Patent searching can be time-intensive because patent language is highly technical and deliberately broad, and because deduplication across international registries requires care. For time-limited reviews, a pragmatic approach is to search one or two major registries (Espacenet and Google Patents as well as R Discovery) using core technical terms, document the search fully, and acknowledge remaining limitations. For comprehensive reviews in innovation-heavy fields, a patent information specialist or a librarian with patent search experience should be consulted at the protocol stage.
Frequently Asked Questions
Does grey literature count as a legitimate source in academic work?
Yes, grey literature is a legitimate and often essential source in academic research, particularly in evidence synthesis. Review methodologists, including Cochrane, JBI, and PRISMA, explicitly require it. What matters is transparent appraisal of quality and clear documentation of how the source was found and why it was included.
How much grey literature is too much in a systematic review?
There is no prescribed ratio of grey to peer-reviewed literature. Inclusion should be driven entirely by relevance and quality, not by volume. Some systematic reviews include dozens of grey documents; others include none after screening. What matters is that the search for grey literature was comprehensive and documented, regardless of how many documents were ultimately included.
Can I use Wikipedia as grey literature in a review?
Wikipedia is generally not considered an appropriate grey literature source for systematic or scoping reviews. It is an encyclopedic, community-edited source without authorial accountability, citable methods, or verifiable provenance. It may be useful for background orientation or identifying key terms, but should not be cited as evidence in an evidence synthesis.
Is a preprint the same as grey literature?
Preprints occupy a boundary between grey and peer-reviewed literature. They are full research manuscripts posted to servers such as arXiv, bioRxiv, or medRxiv before peer review. Many reviewers treat preprints as a separate category, noting their unreviewed status. Whether to include preprints should be decided prospectively in the review protocol and applied consistently.
How do I handle grey literature that is only available in a language I do not speak?
Language limitations should be acknowledged in the review limitations section. If resources allow, machine translation or professional translation is preferable to exclusion. For some topics, particularly global health and international policy, excluding non-English grey literature introduces a significant language bias that can skew conclusions. Some review teams specifically recruit multilingual reviewers to address this.
Do I need to do a grey literature search for a rapid review?

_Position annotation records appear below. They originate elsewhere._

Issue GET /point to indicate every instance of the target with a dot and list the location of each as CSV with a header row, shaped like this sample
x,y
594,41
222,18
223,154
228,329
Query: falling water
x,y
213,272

Rapid reviews involve deliberate scope restrictions to reduce time, and grey literature searching is often abbreviated. However, the decision to limit or omit grey literature searching must be explicitly stated and justified in the methods section. Readers and decision-makers need to know that the evidence base may be incomplete as a result of the rapid approach.
How do I report grey literature in my PRISMA flow diagram?
Grey literature sources are typically reported in the PRISMA flow diagram as separate streams from database searches. Each source (for example, Policy Commons, WHO IRIS, and organizational websites) should be listed with the number of records identified, screened, and included. The PRISMA 2020 update provides an updated flow diagram template that accommodates multiple sources.
My university library does not subscribe to Policy Commons or similar databases. How do I still search grey literature?
Comprehensive grey literature searching does not require paid subscriptions. Google Scholar, direct organizational website searches using domain-restricted Google queries, open-access repositories (OpenDOAR, CORE, BASE), clinical trial registries, and preprint servers are all freely accessible. A number of free aggregators, including the WHO IRIS and the ERIC database, also provide extensive grey literature. Consulting your institutional librarian can also reveal free alternatives or interlibrary loan options.